El misterio del instinto migratorio, la arquitectura del plumaje, la ingeniería del vuelo, su simple belleza, pueden ser muchas las razones –o excusas– para el hábito inveterado de pajarear. Antes de rendirme a él, pensaba que los ornitólogos –de ciencia dura o talante contemplativo, pues todos caben en ese reino– estaban un poco locos, que eran obsesivos y detallistas como científicos, pero sensibles como poetas. Ahora pienso que, si bien serían todo lo anterior, se parecen a los cazadores en el dominio del arte de la paciencia y del acecho.

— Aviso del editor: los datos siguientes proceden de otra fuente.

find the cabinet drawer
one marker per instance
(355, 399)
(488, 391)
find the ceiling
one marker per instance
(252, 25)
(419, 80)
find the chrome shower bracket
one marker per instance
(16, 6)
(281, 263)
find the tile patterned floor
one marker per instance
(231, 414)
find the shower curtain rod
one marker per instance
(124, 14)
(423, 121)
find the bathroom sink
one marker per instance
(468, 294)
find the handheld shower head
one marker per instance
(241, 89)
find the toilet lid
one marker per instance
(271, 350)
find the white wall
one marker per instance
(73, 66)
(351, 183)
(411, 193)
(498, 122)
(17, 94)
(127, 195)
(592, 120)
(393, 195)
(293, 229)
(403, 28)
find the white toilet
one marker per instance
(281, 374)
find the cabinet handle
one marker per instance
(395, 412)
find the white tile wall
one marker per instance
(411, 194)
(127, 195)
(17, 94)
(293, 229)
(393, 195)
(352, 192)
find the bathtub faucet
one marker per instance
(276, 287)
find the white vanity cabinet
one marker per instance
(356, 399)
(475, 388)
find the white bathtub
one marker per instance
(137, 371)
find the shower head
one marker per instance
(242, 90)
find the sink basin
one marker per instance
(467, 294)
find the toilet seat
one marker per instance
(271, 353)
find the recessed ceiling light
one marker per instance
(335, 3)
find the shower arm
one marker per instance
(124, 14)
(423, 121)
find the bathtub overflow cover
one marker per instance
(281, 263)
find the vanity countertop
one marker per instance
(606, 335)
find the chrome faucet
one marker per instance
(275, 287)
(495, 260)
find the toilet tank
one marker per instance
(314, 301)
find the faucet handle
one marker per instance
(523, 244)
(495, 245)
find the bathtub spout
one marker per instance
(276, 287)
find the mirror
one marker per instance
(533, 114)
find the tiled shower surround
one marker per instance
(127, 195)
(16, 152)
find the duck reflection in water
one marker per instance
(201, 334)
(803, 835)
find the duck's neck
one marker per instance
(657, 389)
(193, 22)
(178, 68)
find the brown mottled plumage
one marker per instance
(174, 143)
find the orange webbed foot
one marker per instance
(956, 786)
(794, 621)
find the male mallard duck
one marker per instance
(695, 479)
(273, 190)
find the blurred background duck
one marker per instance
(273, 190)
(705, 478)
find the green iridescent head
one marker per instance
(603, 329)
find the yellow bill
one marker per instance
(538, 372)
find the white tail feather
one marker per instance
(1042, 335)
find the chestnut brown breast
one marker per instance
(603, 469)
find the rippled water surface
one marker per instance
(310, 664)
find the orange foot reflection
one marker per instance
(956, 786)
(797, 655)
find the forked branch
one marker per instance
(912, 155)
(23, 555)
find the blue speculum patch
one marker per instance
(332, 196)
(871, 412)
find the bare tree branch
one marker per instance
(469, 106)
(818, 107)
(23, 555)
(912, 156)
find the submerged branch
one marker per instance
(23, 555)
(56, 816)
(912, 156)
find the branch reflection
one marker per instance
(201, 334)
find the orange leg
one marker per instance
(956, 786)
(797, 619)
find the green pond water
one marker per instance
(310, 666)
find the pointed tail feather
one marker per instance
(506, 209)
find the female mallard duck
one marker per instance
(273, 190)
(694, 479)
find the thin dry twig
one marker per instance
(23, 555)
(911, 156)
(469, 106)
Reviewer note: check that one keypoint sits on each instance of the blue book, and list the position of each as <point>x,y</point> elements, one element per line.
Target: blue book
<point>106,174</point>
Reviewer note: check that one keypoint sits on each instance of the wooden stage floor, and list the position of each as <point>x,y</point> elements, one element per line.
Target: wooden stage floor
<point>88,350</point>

Me gusta de los ornitólogos con los que he compartido el estado habitual de pregunta. Sin importar las credenciales de cada uno, no se imponen certezas en este mundo; solo registro, chequeo y verificación. La conversación comienza desde la especie que creíste ver y se desarrolla en la descripción de sus colores, envergadura, tamaño y lugar de avistamiento. Nadie jamás me ha reprochado confundir, viéndolos a distancia, un juvenil de yal con un tordo, y sí me han preguntado por los colores de las plumas y el pico.

Cuando un veterano de estas lides como Enrique Couve, guía reputado al que los turistas se disputan como líder de expedición, comenta, con genuino brillo en los ojos, que recibe diariamente una veintena de jilgueros y cometocinos  y hasta diez chincoles en los comederos del patio de su casa, en Punta Arenas, me vuelvo a preguntar por el origen de esa fascinación. Couve simplemente explica: «Las aves me han dado la paz. Me aterrizan. Es como comer tierra». Y volar alto, agregaría yo.

 

Claudia Urzúa es periodista y pajarera aficionada. Ha publicado Chile en los ojos de Darwin (Ediciones B, 2009).